For a creative or digital agency, qualifying R&D typically includes:
- Developing new software platforms or tools for clients
- Building proprietary AI or machine learning models
- Creating new algorithms for data processing, targeting, or automation
- Designing and testing new technical architectures
- Resolving technical uncertainties in software or hardware integration
- Developing new methodologies for data analysis or visualisation
The key test is whether there was a technical uncertainty that could not be resolved by a competent professional in the field.

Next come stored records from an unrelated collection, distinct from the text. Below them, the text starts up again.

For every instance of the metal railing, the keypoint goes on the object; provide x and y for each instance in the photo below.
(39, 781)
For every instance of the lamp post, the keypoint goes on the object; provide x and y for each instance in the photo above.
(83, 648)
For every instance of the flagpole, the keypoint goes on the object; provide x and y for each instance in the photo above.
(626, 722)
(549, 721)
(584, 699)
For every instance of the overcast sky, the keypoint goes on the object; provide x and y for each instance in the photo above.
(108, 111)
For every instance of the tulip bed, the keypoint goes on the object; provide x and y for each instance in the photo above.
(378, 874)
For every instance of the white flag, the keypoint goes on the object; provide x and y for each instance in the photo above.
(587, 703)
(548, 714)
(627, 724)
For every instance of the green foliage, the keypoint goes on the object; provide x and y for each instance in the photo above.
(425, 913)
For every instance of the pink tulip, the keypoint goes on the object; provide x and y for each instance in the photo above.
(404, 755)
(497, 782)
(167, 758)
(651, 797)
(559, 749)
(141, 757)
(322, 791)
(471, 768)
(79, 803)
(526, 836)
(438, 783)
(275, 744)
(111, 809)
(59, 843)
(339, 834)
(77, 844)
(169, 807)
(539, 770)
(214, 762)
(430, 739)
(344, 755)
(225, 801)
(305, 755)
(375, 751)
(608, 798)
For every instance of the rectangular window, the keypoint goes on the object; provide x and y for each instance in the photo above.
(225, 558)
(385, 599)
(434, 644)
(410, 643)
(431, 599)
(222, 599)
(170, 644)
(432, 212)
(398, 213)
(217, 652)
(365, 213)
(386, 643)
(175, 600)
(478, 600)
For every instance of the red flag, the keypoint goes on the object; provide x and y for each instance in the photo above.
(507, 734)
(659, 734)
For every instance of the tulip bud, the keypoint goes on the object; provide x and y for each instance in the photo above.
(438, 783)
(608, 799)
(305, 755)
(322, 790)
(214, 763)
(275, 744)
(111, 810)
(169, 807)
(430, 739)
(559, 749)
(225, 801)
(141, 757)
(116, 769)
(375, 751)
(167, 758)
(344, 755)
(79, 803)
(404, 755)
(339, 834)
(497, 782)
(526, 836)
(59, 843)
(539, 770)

If your team had to experiment, test, and iterate to find a solution, that is R&D. If they simply applied existing techniques in a standard way, it is not.
For example, a web design agency building a standard WordPress site for a client is not doing R&D. But that same agency building a custom headless CMS with real-time data synchronisation across multiple platforms, where no off-the-shelf solution existed, almost certainly is. The difference is the technical challenge.
How to Calculate the 30% Threshold
The calculation is straightforward in theory but requires careful categorisation in practice.
Step one: identify all qualifying R&D expenditure for the period. This includes direct staff costs (salaries, employer NI, pension contributions) for staff directly engaged in R&D, plus qualifying indirect costs (a percentage of overheads, typically 65% of staff costs under the HMRC simplified method). It also includes externally provided workers and subcontractor costs, subject to restrictions.
Step two: identify your total costs for the period. This is all revenue expenditure from your P&L, plus any capitalised R&D costs. Do not include capital expenditure on assets not related to R&D (like office furniture) unless they are part of the R&D project.
Step three: divide qualifying R&D spend by total costs. If the result is 30% or higher, you are intensive.
Step four: if you are loss-making and intensive, claim ERIS (surrender the enhanced loss at 14.5%). If profitable, claim the merged scheme 20% expenditure credit.